The project of the book is to account for just how thorough this imbrication is and to bring to light the mechanisms of its operation. Readers of MAQ may already be familiar with work that critically elaborates the politics of security state efforts to medicalize war and militarize civilian life (e.g., Theater of Operations, by Joe Masco [Duke 2014]) or that ethnographically explores what it means for soldiers, veterans, survivors, war refugees, and physicians to inhabit tensions like these (like Omar Dewachi’s Ungovernable Life [Stanford 2017] or Zoë Wool’s After War [Duke 2015]). Terry’s main substantive chapters—on regenerative medicine and rehabilitation, high-tech prosthetics, and biosecurity—echo elements of these other works.

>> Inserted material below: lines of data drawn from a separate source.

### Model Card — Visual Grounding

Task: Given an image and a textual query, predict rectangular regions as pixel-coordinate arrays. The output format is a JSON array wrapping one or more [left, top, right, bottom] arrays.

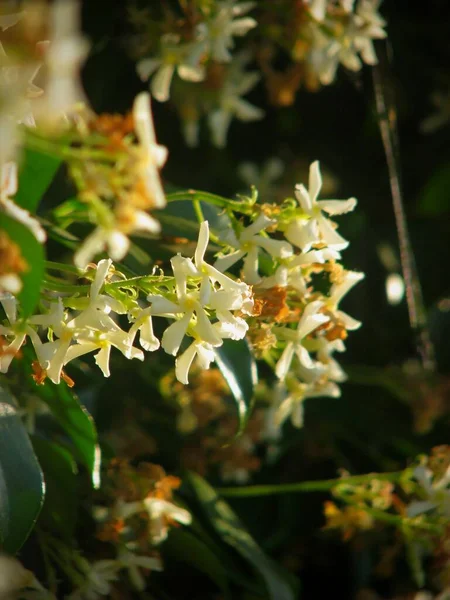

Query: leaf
[[215, 340, 258, 435], [0, 388, 45, 554], [418, 164, 450, 217], [14, 148, 61, 213], [0, 212, 45, 317], [32, 437, 77, 539], [188, 473, 296, 600], [162, 529, 231, 598], [35, 381, 100, 487], [155, 201, 231, 240]]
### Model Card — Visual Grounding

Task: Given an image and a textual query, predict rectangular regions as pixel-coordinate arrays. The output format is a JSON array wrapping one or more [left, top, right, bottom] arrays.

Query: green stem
[[166, 190, 253, 214], [373, 49, 436, 372], [216, 471, 402, 498], [24, 129, 121, 163], [45, 260, 84, 275]]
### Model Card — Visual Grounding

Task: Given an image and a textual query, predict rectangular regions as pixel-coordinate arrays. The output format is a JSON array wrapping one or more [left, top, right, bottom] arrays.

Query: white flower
[[73, 224, 130, 269], [0, 293, 27, 373], [30, 260, 144, 383], [285, 161, 356, 252], [116, 496, 192, 545], [0, 162, 47, 244], [197, 0, 257, 63], [275, 300, 330, 380], [67, 560, 120, 600], [128, 308, 160, 352], [407, 465, 450, 518], [259, 248, 340, 295], [272, 379, 341, 428], [74, 92, 167, 268], [35, 0, 89, 125], [137, 33, 205, 102], [117, 547, 163, 592], [143, 497, 192, 544], [325, 271, 364, 331], [148, 221, 251, 370], [175, 340, 215, 385], [0, 554, 42, 600], [133, 92, 167, 210], [208, 53, 264, 148], [215, 215, 293, 285], [307, 0, 386, 85]]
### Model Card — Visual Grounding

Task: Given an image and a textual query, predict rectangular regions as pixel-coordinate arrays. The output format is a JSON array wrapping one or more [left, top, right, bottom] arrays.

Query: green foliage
[[14, 149, 61, 213], [188, 473, 296, 600], [0, 388, 45, 554], [32, 436, 78, 540], [32, 381, 100, 487]]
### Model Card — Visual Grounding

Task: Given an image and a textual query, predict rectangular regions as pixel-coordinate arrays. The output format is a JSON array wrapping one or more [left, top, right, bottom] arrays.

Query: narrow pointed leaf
[[0, 389, 45, 554], [188, 473, 297, 600], [215, 340, 258, 435]]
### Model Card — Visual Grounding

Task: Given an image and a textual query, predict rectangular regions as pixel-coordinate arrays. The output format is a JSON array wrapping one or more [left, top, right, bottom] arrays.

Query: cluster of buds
[[132, 0, 264, 147], [90, 459, 191, 591], [293, 0, 386, 85], [160, 368, 264, 483], [63, 92, 167, 268], [0, 216, 253, 383], [324, 446, 450, 589], [0, 0, 88, 166], [0, 159, 363, 418]]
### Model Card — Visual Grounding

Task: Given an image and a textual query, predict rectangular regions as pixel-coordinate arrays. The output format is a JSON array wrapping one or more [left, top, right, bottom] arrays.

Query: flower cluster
[[297, 0, 386, 85], [215, 162, 364, 434], [0, 0, 88, 166], [83, 459, 191, 598], [0, 221, 253, 383], [69, 92, 167, 268], [132, 0, 264, 147]]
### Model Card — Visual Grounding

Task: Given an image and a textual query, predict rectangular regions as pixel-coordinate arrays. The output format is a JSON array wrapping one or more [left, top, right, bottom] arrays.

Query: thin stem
[[373, 47, 435, 371], [45, 260, 84, 275], [216, 471, 402, 498], [24, 130, 124, 163]]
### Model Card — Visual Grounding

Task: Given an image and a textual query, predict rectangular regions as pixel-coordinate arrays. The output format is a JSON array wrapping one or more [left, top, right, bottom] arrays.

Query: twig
[[373, 45, 435, 372]]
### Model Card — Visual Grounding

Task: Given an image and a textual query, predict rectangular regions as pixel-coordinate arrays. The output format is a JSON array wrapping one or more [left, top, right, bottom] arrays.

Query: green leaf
[[32, 437, 77, 539], [35, 381, 100, 487], [215, 340, 258, 435], [14, 149, 61, 213], [162, 529, 231, 598], [418, 164, 450, 217], [188, 473, 296, 600], [0, 388, 45, 554], [0, 212, 45, 317]]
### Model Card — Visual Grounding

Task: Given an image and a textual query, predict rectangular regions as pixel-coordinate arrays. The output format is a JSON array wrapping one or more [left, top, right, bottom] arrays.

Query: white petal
[[150, 64, 175, 102], [255, 236, 294, 258], [95, 344, 111, 377], [242, 246, 261, 285], [275, 342, 294, 379], [139, 316, 160, 352], [214, 250, 245, 273], [194, 221, 209, 269], [295, 184, 313, 215], [284, 219, 320, 252], [89, 259, 112, 302], [147, 294, 183, 316], [195, 306, 223, 346], [317, 216, 349, 250], [308, 160, 322, 205], [334, 310, 362, 331], [161, 311, 193, 356], [317, 198, 357, 215], [175, 342, 197, 385]]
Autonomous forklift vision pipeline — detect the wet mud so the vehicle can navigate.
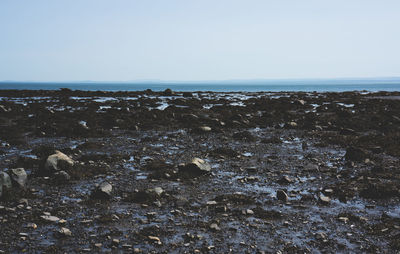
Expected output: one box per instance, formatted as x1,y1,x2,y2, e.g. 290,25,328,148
0,89,400,253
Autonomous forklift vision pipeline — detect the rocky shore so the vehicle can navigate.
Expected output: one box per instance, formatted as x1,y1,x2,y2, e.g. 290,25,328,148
0,89,400,253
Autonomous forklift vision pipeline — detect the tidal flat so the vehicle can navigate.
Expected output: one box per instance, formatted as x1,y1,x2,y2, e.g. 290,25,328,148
0,89,400,253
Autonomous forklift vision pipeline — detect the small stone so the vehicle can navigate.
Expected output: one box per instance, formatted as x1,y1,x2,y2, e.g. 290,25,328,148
40,215,60,222
276,190,289,202
199,126,211,132
9,168,28,188
154,187,164,196
179,158,211,177
278,176,293,184
319,195,331,205
112,239,119,246
44,151,74,171
246,209,254,215
210,223,221,231
0,172,12,197
25,222,37,229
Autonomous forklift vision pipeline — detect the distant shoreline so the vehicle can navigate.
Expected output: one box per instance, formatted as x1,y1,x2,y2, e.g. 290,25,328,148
0,78,400,92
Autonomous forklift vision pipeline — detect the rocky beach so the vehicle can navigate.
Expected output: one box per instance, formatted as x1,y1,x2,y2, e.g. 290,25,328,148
0,89,400,253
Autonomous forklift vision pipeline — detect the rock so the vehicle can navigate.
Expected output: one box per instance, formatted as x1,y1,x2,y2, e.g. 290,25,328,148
198,126,211,132
278,176,293,184
90,182,112,200
40,214,60,222
319,195,331,205
339,128,357,136
44,151,74,171
9,168,28,189
0,172,12,198
58,227,72,236
345,146,368,162
111,238,119,246
162,88,175,96
304,163,319,172
54,170,71,184
276,190,289,202
148,235,161,244
147,187,164,196
232,131,256,141
210,223,221,231
179,158,211,177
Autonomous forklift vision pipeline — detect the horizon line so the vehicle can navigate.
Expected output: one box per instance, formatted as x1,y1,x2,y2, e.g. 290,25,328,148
0,76,400,83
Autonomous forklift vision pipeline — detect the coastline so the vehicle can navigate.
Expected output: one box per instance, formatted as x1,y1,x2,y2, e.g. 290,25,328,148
0,89,400,253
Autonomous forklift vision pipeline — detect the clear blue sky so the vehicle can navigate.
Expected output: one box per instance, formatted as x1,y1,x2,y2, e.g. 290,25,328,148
0,0,400,81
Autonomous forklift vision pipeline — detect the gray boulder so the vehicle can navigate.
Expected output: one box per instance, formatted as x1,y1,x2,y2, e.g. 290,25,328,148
179,158,211,177
0,172,12,198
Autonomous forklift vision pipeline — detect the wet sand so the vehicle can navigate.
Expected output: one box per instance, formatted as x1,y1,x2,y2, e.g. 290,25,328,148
0,89,400,253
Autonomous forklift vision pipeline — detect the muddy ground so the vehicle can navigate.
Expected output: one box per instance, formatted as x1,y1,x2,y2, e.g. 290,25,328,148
0,89,400,253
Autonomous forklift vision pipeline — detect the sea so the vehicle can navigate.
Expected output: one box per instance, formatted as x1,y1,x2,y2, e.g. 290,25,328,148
0,78,400,92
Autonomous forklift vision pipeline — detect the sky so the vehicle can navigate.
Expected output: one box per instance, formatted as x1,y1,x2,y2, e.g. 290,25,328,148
0,0,400,81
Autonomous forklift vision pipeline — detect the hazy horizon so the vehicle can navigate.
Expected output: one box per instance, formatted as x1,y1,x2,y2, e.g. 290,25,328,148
0,0,400,82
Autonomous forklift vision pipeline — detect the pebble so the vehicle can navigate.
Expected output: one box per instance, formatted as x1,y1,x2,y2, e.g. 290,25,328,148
276,190,289,202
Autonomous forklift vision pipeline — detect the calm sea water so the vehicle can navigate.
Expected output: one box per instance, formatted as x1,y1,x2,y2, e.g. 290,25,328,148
0,79,400,92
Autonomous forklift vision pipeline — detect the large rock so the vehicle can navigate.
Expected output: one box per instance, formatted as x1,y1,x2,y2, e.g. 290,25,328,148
0,172,12,198
91,182,112,199
44,151,74,171
179,158,211,177
9,168,28,188
345,147,368,162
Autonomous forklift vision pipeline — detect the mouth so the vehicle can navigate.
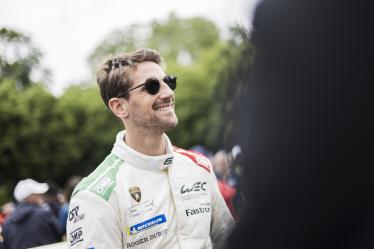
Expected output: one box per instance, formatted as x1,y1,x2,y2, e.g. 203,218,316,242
154,100,174,112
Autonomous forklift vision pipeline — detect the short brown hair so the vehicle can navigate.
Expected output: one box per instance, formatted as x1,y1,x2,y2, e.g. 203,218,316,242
96,48,162,107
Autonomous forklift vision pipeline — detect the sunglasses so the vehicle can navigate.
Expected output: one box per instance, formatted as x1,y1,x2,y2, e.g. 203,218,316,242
118,75,177,98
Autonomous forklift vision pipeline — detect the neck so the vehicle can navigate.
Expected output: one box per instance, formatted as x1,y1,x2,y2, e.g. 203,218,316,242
124,130,166,156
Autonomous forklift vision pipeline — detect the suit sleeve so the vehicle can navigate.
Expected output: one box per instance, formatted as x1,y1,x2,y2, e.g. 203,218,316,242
66,190,122,249
210,167,235,249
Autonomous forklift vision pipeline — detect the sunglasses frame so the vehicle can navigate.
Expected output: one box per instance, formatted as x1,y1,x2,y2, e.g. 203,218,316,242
117,75,177,98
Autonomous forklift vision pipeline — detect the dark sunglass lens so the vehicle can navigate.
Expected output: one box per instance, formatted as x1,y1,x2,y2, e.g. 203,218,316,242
144,79,160,95
164,75,177,90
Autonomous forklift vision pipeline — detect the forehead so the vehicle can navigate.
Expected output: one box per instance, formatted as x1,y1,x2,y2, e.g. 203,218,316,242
130,61,165,86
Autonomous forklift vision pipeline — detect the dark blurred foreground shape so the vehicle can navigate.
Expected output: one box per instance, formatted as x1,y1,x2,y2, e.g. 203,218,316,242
229,0,374,249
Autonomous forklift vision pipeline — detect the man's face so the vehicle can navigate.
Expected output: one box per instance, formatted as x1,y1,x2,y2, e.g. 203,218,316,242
127,62,178,133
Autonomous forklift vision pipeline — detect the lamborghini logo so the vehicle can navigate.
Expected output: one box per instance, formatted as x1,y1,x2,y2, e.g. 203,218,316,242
129,186,142,202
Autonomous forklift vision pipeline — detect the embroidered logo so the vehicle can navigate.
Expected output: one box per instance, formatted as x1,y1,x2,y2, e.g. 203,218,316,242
129,186,142,202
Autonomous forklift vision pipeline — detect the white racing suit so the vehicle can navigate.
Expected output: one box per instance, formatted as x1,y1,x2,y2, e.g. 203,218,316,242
67,131,234,249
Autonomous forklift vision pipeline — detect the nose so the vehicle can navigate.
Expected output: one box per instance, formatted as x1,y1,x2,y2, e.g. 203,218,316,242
159,82,174,99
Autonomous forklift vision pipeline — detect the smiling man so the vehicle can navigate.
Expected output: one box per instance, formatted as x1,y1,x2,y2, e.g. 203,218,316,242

This book, however, pays special attention to the rhetorical and institutional terrain on which these technologies arise as encultured and structural attachments to war. Such technologies are often presented as the unmediated results of technoscientific virtuosity—a neurocommunicative limb that lets its user “feel” the surfaces they touch—or of regrettable geopolitical exigency—mass-produced anthrax vaccines to combat anticipated bioterror attacks. Terry shows how such neutral- or benign-seeming objects are actually the products of a complex web of financial, political, and affective investment: security doctrine and political rhetoric that make them necessary and morally imperative, public–private partnerships and lucrative no-bid contracts that make them profitable, and feel-good TED talks and human-interest journalism that promise a redemptive, healed, and enhanced future in the face of war’s human costs. Attachments to war, this book compellingly demonstrates, are not merely a matter of biopolitical instrumentality, but of performed spectacle and virtuous wealth that paper over unrecognized suffering and disposable life.
It is a central tenet of the anthropology of biomedicine that this modality of healing is constituted by a tense dialectic between the moral and caring on the one hand and the technical and dominating on the other. And, in this sense, some readers may object to the way the book sometimes frames logics and practices of care as ideological mystifications serving primarily to prop up techniques of domination. But none of us are immune to the seduction of war’s salvific attachments and redemptive promises, and all will have something to learn here. This book provides a set of tools that will be valuable to students and established scholars alike for prizing apart and connecting together these attachments in new and vitally necessary ways.
References Cited
Dewachi, O. 2017. Ungovernable Life. Stanford, CA: Stanford University Press
Masco, J. 2014. Theater of Operations. Durham: Duke University Press.
Wool. Z. 2015. After War. Durham: Duke University Press.